There were men in field gray dress uniforms, their chests bedecked with ribbons and medals. There were women in gowns made of shimmering fabric that seemed to have a life of its own, glittering as they walked and danced. There were rich Americans with tuxedos and tophats, laughing as they smoke cigars brought to them by quiet servants – one of the men in the center of these miasmatic gatherings was so bedecked in medals and ribbons that I was shocked he could stand. He had huge, dark black walrus mustaches and was speaking English so rapidly and so heavily accentedly that I wasn’t sure anyone around him could understand a thing he was saying.

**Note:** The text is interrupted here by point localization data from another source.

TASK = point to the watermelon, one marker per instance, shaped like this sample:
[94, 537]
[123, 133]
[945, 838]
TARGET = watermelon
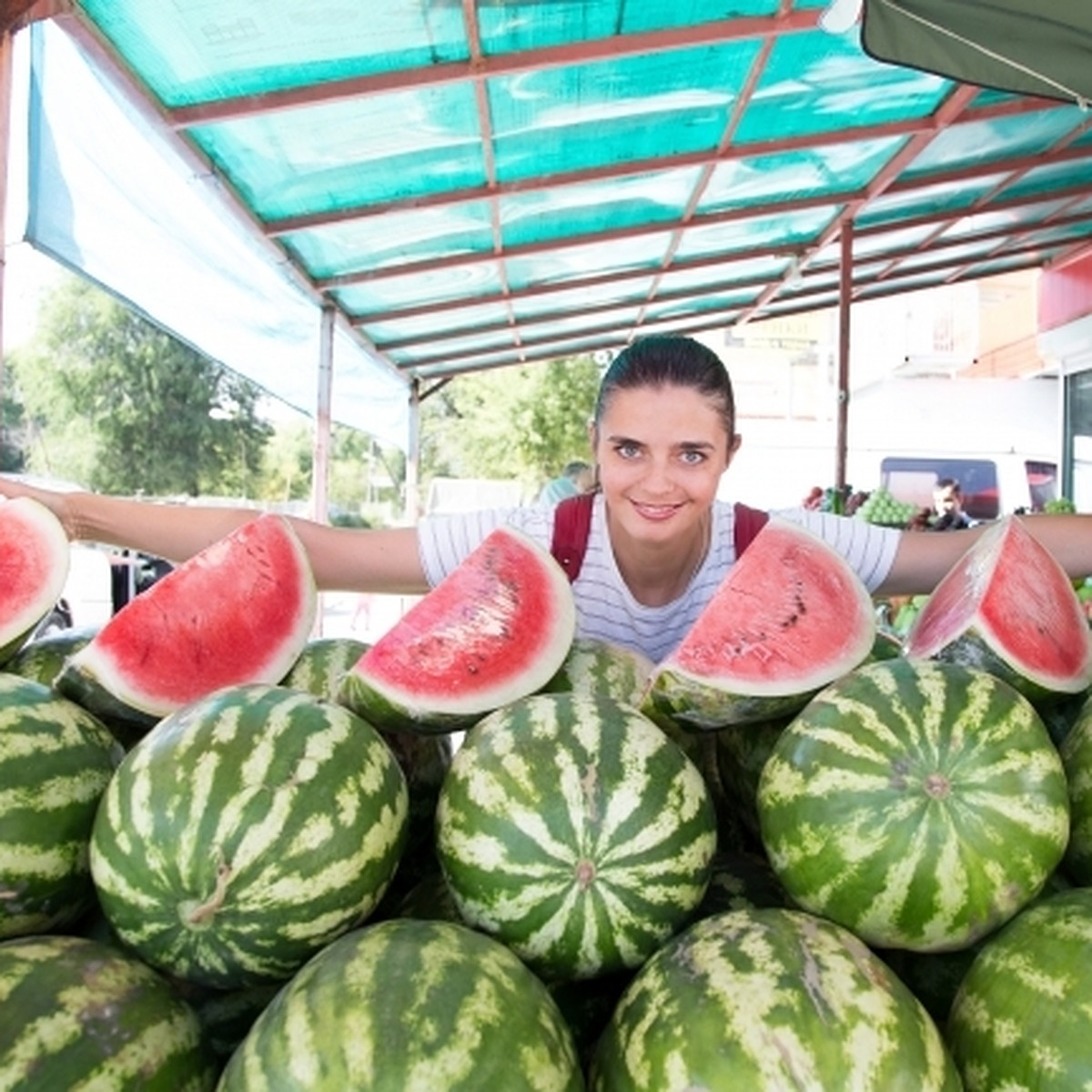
[409, 1005]
[246, 831]
[918, 804]
[494, 631]
[1020, 1018]
[322, 664]
[81, 1015]
[1008, 607]
[1076, 752]
[43, 658]
[790, 617]
[741, 754]
[239, 612]
[56, 762]
[573, 830]
[35, 551]
[594, 666]
[765, 1000]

Oliver swept his gaze around. “See him?” he whispered.
No, I admitted. No one had that harsh, narrow face, or that pencil thin mustache. People tended either towards extravagant facial hair or completely smooth cheeked.
Oliver paused as a woman as curvaceous as an hourglass, with hair the color of spun gold, clad in a dress that would have barely served as a night-gown a decade ago. She walked by with her nose in the air, a twitch to her hips accentuating the jiggle of her rump. As he watched her go, I could feel every feeling he had through the link. He smirked slightly.